The habit crept up on me. It started innocuously with me getting into an absurd routine. Whenever I finished an early shift I’d race home, lie on the settee and put the TV on. The minute the quiz show Countdown came on at 4pm I’d nod off and wake up the minute it finished. I never saw the program but it was a perfect sedative. I think it might be a show about anagrams. I’d then jump up, swig a quick coffee and set out with the dog for a walk. This meant that he also got into a routine. He’d sit by the side of the settee staring at me, knowing he was due a walk soon but hoping that one day I’d wake up before Countdown ended and he’d get an early walk. He never did. I always went to sleep with a dog staring at me and woke up with a dog staring at me. He was persistent. He hated me working nights and would sit outside the bedroom door all day, occasionally banging on the door with a shoe until I arose let rip like a crazed banshee and he’d skulk away.
The afternoon napping progressed and soon I was actually going to bed in the afternoon. It’s a blissful feeling to strip off, slide under the duvet and hide from the world for an hour. Yes, it grew to an hour. I’d get quite excited and jump into bed exclaiming to myself “I’m in bed!” Then it grew to two hours. I had to draw a line there. It was getting to a point where I’d get up in the morning and be thinking how soon I could feasibly be back in bed.
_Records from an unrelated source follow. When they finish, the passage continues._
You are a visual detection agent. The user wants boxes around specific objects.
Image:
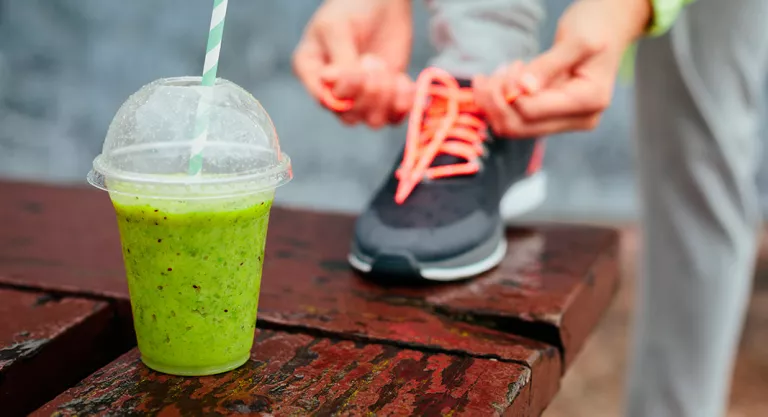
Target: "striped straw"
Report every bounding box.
[189,0,228,176]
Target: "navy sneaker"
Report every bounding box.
[349,68,546,281]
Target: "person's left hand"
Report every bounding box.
[472,0,652,137]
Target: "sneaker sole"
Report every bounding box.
[347,172,547,282]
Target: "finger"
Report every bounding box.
[520,38,605,94]
[360,55,395,128]
[365,74,395,129]
[293,38,325,99]
[317,23,359,68]
[508,113,600,138]
[502,61,525,103]
[472,75,502,128]
[389,73,415,124]
[515,78,613,121]
[488,70,522,136]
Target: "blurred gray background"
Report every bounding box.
[0,0,768,220]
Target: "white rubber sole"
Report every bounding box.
[499,171,547,221]
[347,172,547,282]
[347,239,507,282]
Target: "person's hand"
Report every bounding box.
[473,0,652,137]
[293,0,413,128]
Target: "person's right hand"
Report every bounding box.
[293,0,413,128]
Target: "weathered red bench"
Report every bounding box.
[0,183,618,416]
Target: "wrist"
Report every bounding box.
[609,0,653,44]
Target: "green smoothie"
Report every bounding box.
[112,193,272,375]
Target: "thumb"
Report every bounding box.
[319,24,359,68]
[520,39,603,94]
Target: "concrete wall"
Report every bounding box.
[0,0,768,219]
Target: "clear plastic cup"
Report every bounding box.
[88,77,292,375]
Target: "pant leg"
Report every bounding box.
[427,0,544,78]
[627,0,768,417]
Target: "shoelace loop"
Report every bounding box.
[395,68,487,204]
[322,67,517,204]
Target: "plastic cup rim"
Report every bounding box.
[87,152,293,200]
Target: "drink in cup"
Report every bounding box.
[89,77,292,375]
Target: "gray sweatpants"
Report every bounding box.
[428,0,768,417]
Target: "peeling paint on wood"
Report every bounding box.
[0,289,118,416]
[33,331,533,416]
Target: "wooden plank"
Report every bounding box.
[261,209,619,364]
[0,182,618,364]
[0,182,618,406]
[33,331,537,417]
[0,289,124,416]
[0,181,128,297]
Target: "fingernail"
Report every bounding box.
[520,73,541,94]
[360,54,384,70]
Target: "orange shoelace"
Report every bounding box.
[323,68,517,204]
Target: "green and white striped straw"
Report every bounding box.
[189,0,228,175]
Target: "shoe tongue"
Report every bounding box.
[430,79,472,167]
[432,150,467,167]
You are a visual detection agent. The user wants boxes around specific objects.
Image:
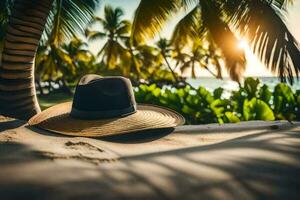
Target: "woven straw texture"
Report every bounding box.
[28,102,184,137]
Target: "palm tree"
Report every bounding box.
[131,0,300,83]
[0,0,100,120]
[86,5,131,69]
[156,38,179,83]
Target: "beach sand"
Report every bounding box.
[0,118,300,200]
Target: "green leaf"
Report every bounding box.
[214,87,224,99]
[225,112,241,123]
[244,77,259,99]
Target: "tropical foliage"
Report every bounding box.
[131,0,300,83]
[135,78,300,124]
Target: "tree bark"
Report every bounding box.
[0,0,53,120]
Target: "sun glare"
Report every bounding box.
[238,39,249,50]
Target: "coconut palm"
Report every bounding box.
[131,0,300,83]
[156,38,179,83]
[86,5,131,69]
[0,0,100,120]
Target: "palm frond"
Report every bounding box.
[42,0,101,43]
[232,0,300,84]
[200,0,245,81]
[171,6,201,46]
[85,29,107,41]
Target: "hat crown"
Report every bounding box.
[70,74,136,119]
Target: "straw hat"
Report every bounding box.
[28,75,185,137]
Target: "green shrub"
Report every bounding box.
[135,78,300,124]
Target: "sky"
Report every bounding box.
[90,0,300,76]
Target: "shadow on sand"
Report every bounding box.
[0,124,300,199]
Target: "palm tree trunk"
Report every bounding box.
[0,0,53,120]
[162,54,179,83]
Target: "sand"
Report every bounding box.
[0,118,300,200]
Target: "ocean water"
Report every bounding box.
[187,77,300,93]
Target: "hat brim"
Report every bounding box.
[28,102,185,137]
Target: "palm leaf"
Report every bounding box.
[201,0,245,81]
[42,0,101,43]
[232,0,300,84]
[171,6,201,46]
[131,0,182,41]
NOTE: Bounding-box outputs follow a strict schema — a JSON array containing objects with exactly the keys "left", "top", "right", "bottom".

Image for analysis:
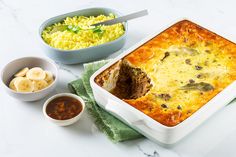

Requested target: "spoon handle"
[{"left": 92, "top": 10, "right": 148, "bottom": 26}]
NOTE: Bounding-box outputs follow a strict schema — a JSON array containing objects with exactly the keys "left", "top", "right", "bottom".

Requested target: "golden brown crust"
[{"left": 96, "top": 20, "right": 236, "bottom": 126}]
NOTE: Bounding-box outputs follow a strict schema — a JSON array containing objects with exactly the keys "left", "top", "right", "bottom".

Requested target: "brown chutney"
[{"left": 46, "top": 96, "right": 83, "bottom": 120}]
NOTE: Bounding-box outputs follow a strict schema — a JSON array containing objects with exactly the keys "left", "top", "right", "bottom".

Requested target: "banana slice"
[
  {"left": 14, "top": 67, "right": 29, "bottom": 77},
  {"left": 9, "top": 77, "right": 23, "bottom": 91},
  {"left": 26, "top": 67, "right": 46, "bottom": 80},
  {"left": 33, "top": 80, "right": 48, "bottom": 92},
  {"left": 14, "top": 77, "right": 34, "bottom": 92},
  {"left": 44, "top": 70, "right": 54, "bottom": 83}
]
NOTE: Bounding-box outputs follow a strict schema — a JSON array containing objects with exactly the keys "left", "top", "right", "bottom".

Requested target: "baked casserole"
[{"left": 95, "top": 20, "right": 236, "bottom": 127}]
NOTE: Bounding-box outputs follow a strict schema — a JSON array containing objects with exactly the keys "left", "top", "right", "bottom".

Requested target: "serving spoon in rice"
[{"left": 50, "top": 10, "right": 148, "bottom": 34}]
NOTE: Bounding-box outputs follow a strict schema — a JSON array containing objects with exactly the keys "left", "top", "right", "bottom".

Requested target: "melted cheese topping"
[{"left": 124, "top": 20, "right": 236, "bottom": 126}]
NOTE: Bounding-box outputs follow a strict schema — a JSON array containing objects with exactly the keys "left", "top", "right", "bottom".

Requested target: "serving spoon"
[
  {"left": 91, "top": 10, "right": 148, "bottom": 26},
  {"left": 50, "top": 10, "right": 148, "bottom": 34}
]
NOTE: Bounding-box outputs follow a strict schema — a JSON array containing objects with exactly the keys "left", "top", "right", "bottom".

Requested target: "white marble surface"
[{"left": 0, "top": 0, "right": 236, "bottom": 157}]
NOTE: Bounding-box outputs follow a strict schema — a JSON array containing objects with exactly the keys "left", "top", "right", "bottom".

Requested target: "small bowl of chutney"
[{"left": 43, "top": 93, "right": 85, "bottom": 126}]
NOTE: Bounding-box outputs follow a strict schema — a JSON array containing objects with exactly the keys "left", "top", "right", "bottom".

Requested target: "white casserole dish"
[{"left": 90, "top": 19, "right": 236, "bottom": 144}]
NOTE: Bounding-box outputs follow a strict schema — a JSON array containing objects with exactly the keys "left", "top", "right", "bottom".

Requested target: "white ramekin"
[{"left": 43, "top": 93, "right": 85, "bottom": 126}]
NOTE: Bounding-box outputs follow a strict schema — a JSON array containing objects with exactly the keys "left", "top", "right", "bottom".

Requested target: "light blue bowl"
[{"left": 39, "top": 8, "right": 127, "bottom": 64}]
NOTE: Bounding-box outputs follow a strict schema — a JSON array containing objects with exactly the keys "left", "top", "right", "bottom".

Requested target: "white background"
[{"left": 0, "top": 0, "right": 236, "bottom": 157}]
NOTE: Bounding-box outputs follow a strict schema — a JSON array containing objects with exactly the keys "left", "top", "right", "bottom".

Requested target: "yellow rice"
[{"left": 42, "top": 14, "right": 125, "bottom": 50}]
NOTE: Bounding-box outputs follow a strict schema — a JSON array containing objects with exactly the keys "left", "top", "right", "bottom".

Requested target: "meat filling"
[{"left": 111, "top": 62, "right": 152, "bottom": 99}]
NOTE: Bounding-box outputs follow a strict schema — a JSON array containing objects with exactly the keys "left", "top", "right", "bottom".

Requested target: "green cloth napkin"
[{"left": 68, "top": 60, "right": 142, "bottom": 142}]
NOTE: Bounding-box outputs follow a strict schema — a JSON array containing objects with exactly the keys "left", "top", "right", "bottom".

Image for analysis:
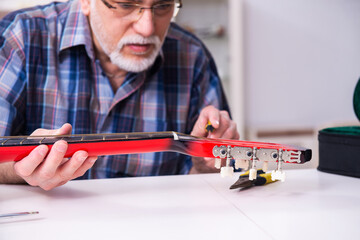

Naturally, I haven’t stopped doing it even though I work regular hours now. I invariably go to bed every afternoon on my days off. It’s my body clock now.
I hated working nights and never really adjusted well to them . It’s pure cruelty to be so tired that you could pass out and be surrounded by sleeping people. It’s like being on a diet and having to watch a room full of people eat. Unlike other jobs, nursing also involves having to be quiet and sit in semi-darkness during a night shift. Quite an ordeal for the weary.
I once slept through my ex-partner breaking down the flat door when I was a teenager. I’d locked myself in and forgotten to take the key out of the door. I spent a 5 hour night flight asleep without moving once. A couple of pensioners complimented me on my ability to sleep and I nodded graciously in acceptance. I think they’d got a book going on whether I was dead or not.
My previous love of alcohol was often about sleep. I found that in large enough quantities alcohol could make me sleep through whatever crisis I’d invented in my head or whatever was going on around me. Unfortunately it was a flawed plan and led to deferred problems with the added burden of malnutrition, lowered moods and storming hangovers. It felt good to sleep constantly for a day or two though, during a good drinking bender. Thankfully, I got out of that habit. It was hideously dangerous and not a good way to spend your time off work.
Up to the 1960s they used sleep cures in psychiatry, inducing unconsciousness for a week or so with heavy sedation to cure depression or anxiety. Now isn’t that a tempting thought? Mind you, it didn’t work so well for Michael Jackson, did it? As a recognised treatment it fell out of favour well and truly in the 1970s when 26 patients died in a clinic in Australia due to over sedation. Maybe I’ll stick to a good book and a Horlicks.